Skinner: Doch, natürlich. Ich muss oft an eine junge Frau in einem Bukarester Bordell denken. Jemand hatte versucht, die Zeichen des Downsyndroms in ihrem Gesicht zu überschminken, aber sie weinte so sehr, dass ihr die Wimperntusche in Bächen die Wangen hinunterlief. Am Arm hatte sie Schnittwunden, einige waren gerade erst vernarbt. Sie muss mehrmals versucht haben, sich umzubringen, um den täglichen Vergewaltigungen zu entgehen. Sechs bis zehn Euro kassiert ihr Zuhälter jeweils dafür. Ich hätte sie kaufen können, im Austausch gegen einen Gebrauchtwagen, keine drei Flugstunden von hier entfernt.

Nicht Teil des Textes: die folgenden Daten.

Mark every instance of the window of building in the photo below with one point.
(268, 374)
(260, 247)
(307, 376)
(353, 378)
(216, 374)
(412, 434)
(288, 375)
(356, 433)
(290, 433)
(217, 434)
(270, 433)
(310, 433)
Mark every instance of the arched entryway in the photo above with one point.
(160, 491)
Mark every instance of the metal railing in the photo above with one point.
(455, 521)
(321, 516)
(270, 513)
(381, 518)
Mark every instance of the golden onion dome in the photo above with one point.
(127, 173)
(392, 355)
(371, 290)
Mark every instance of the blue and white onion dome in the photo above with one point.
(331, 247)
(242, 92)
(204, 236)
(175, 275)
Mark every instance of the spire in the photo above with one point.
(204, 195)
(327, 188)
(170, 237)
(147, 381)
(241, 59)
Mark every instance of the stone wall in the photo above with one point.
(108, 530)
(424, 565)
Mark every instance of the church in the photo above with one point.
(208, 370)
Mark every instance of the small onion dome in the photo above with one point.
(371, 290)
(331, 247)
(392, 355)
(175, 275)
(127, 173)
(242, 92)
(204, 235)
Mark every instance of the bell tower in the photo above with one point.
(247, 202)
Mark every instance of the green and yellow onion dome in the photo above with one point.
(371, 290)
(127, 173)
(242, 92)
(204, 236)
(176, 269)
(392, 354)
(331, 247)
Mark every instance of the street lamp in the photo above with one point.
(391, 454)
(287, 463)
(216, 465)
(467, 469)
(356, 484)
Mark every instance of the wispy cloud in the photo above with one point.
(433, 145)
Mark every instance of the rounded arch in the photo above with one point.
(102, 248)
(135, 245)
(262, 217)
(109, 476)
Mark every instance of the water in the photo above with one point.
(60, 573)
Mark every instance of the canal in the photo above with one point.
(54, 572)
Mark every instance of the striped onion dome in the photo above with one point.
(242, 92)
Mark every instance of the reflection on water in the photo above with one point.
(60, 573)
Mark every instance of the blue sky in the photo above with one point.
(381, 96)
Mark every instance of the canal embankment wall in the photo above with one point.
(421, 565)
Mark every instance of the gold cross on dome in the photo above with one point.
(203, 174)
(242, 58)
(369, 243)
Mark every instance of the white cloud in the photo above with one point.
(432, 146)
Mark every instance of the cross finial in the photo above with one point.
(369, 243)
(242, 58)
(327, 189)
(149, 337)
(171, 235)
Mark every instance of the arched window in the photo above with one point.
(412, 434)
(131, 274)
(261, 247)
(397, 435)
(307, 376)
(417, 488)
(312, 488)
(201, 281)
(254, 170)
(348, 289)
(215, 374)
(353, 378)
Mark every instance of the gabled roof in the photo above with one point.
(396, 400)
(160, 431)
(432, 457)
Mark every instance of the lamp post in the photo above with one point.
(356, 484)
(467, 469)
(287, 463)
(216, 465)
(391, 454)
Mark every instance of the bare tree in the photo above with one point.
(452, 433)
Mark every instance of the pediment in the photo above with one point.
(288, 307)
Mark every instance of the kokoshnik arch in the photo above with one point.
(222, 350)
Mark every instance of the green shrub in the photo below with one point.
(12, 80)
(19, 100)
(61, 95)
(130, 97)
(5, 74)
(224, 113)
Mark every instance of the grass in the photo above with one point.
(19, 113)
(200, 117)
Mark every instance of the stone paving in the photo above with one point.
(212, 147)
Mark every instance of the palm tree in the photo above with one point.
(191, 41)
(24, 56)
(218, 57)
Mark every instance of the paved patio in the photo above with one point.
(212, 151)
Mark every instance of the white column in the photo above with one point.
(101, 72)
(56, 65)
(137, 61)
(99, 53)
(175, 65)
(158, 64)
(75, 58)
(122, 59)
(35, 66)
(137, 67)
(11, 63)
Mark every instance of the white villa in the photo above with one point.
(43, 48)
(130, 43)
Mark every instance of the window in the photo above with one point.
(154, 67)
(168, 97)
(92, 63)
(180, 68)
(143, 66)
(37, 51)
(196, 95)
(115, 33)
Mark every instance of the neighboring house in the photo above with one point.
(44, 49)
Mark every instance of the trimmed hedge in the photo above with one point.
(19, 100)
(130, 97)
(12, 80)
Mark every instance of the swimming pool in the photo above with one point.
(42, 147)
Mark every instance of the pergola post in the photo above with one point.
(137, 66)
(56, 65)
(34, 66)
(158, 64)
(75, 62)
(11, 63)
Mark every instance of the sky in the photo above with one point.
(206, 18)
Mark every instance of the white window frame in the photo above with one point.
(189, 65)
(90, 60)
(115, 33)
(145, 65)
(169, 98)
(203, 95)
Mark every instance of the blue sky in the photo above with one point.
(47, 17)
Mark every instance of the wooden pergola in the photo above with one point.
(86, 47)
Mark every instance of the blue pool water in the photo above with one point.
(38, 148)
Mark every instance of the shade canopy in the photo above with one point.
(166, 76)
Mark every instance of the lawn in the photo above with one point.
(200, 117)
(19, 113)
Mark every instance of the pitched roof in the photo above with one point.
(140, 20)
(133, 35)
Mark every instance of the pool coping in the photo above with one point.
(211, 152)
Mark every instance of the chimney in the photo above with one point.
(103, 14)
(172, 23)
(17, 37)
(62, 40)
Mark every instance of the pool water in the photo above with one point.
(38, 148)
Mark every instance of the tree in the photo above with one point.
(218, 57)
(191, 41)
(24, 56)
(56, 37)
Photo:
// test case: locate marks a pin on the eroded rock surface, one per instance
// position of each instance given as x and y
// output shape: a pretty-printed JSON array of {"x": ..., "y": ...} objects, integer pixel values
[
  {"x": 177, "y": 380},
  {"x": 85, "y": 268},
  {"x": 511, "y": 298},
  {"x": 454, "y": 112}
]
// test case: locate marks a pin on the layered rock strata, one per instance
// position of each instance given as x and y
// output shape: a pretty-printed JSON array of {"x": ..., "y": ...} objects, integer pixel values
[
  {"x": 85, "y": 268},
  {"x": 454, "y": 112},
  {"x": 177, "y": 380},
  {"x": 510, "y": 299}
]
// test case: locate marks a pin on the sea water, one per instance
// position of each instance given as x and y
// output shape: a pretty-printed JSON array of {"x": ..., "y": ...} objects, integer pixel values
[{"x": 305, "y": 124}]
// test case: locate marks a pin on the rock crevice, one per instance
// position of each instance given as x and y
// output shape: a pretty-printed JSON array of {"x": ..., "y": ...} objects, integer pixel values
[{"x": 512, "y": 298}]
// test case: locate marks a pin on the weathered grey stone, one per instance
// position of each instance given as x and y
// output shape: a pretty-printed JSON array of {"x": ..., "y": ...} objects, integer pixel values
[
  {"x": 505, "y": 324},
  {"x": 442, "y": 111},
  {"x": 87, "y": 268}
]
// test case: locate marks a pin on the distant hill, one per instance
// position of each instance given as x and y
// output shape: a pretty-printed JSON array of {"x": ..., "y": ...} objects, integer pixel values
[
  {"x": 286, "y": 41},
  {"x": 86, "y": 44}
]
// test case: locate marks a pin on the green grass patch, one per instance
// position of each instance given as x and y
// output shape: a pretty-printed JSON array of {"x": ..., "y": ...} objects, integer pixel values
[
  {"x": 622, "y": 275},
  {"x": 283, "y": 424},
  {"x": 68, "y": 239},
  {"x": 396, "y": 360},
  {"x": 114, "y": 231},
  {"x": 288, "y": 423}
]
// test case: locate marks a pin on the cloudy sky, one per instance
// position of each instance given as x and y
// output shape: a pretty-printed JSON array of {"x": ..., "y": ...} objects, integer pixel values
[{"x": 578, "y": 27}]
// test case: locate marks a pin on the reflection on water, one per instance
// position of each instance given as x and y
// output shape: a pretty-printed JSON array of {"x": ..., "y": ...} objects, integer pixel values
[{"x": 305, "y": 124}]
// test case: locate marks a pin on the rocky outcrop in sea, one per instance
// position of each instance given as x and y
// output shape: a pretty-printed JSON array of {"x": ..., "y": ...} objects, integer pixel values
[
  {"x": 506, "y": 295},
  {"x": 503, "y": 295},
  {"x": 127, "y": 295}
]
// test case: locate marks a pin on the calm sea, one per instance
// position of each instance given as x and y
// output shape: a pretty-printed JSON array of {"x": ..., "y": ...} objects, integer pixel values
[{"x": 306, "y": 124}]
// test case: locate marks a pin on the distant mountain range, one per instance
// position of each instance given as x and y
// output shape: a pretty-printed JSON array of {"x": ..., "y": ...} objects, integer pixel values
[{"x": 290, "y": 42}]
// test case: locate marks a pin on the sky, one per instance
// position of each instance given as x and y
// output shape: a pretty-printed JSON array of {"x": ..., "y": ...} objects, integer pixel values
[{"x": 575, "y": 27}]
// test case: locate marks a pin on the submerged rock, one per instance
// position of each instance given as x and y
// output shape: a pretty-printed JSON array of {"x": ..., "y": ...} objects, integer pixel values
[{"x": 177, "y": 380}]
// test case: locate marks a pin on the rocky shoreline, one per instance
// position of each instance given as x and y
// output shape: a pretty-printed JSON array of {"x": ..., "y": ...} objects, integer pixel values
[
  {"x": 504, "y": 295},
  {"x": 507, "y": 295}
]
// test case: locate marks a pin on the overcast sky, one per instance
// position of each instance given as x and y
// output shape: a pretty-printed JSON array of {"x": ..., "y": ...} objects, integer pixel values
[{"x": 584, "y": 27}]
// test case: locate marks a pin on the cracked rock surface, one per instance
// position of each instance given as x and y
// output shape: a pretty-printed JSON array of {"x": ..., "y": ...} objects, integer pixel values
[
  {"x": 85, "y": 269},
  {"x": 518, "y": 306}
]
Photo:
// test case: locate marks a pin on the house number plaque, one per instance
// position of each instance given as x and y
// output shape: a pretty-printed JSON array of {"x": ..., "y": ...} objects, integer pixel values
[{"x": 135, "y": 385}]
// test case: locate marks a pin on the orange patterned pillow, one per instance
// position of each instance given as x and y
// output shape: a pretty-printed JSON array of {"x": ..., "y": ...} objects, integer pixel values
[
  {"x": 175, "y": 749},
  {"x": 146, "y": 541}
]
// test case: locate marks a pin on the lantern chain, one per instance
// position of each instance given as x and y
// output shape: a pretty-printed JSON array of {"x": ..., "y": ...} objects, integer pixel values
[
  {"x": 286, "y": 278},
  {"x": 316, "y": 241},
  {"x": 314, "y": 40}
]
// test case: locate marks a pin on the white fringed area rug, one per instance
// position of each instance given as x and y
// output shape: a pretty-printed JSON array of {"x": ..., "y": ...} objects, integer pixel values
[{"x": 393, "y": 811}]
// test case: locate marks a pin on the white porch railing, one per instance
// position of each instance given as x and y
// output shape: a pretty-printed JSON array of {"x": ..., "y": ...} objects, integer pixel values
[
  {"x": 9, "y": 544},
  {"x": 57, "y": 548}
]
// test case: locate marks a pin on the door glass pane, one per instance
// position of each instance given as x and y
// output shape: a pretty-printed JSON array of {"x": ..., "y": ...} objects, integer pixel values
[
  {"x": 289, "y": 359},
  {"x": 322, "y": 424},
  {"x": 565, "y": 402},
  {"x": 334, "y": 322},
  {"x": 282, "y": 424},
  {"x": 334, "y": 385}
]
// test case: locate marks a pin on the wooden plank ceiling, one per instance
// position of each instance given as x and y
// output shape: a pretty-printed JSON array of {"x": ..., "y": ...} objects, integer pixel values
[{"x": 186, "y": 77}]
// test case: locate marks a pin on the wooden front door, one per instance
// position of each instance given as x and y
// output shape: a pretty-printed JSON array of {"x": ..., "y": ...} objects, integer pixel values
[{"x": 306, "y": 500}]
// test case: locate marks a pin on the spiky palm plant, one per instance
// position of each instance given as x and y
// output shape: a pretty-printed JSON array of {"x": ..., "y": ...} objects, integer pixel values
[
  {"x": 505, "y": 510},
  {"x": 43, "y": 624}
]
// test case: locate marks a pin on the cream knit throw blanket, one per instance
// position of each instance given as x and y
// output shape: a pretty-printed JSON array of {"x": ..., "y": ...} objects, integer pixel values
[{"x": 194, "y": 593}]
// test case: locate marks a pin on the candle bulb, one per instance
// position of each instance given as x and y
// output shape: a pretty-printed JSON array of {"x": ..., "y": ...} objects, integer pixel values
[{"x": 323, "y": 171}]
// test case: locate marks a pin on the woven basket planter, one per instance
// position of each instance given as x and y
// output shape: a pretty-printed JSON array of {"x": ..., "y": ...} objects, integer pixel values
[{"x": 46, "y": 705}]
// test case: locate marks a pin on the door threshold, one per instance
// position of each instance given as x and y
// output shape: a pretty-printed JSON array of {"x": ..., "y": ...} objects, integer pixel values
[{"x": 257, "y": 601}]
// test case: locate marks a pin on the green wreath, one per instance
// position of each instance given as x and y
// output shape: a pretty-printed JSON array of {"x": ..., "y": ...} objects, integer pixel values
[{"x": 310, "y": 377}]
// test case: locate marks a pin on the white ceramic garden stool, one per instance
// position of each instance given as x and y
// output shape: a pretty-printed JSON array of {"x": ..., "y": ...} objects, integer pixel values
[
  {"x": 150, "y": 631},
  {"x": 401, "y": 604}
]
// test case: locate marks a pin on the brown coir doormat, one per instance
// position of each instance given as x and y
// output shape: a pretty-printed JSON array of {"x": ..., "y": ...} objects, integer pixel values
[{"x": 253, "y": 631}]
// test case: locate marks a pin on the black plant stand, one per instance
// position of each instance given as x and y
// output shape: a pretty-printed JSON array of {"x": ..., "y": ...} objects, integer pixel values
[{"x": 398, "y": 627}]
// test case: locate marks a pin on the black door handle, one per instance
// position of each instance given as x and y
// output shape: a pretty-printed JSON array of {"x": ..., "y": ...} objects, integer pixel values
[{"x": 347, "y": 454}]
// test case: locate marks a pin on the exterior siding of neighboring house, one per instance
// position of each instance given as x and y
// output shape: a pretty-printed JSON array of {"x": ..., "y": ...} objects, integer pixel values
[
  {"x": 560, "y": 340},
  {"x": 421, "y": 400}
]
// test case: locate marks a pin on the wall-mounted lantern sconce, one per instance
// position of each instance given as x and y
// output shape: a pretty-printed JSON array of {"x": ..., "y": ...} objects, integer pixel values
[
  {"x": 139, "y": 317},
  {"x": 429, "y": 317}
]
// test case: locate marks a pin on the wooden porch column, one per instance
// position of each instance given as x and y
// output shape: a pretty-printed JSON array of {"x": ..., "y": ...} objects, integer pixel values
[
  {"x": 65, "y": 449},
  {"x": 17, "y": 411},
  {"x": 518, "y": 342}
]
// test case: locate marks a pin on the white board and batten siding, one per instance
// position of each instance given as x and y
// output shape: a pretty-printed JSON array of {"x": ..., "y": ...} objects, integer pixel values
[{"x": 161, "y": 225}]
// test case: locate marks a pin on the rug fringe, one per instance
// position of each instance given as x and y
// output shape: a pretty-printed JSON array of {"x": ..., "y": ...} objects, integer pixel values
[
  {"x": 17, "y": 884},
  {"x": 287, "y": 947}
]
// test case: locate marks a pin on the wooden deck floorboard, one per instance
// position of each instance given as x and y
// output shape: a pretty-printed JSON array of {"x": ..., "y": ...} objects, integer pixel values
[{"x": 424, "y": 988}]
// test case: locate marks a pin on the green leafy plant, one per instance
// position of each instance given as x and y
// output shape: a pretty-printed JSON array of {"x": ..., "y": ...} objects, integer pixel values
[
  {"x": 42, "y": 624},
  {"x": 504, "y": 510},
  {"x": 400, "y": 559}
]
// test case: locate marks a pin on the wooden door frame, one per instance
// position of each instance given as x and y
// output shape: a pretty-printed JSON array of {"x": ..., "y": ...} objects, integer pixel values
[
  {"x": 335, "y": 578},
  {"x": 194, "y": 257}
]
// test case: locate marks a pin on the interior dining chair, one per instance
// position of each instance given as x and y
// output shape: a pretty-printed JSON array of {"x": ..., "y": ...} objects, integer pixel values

WELT ONLINE: Was haben Sie getan?
Skinner: Ich bin zur Polizei gegangen und habe den Fall angezeigt. Aber der Beamte sagte nur: "Das sind die Roma, die haben anderes Blut und andere Gesetze. Wir haben keinen Roma in unseren Menschenhandel-Taskforces, der diese Gruppe infiltrieren könnte." Ich habe es auch über unser Außenministerium versucht, aber es ist nicht genug passiert. Die EU müsste auf Rumänien wieder so viel Druck ausüben wie vor der Aufnahme.
WELT ONLINE: Hatte die EU-Mitgliedschaft überhaupt eine Auswirkung auf das Schicksal dieser Frau?
Skinner: Schwer zu sagen. Ich habe vor ein paar Monaten bei der Polizei nachgefragt, aber nichts gehört. Ihr Schicksal verfolgt mich.
WELT ONLINE: In Haiti haben Sie einmal die beobachtende Rolle des Reporters verlassen.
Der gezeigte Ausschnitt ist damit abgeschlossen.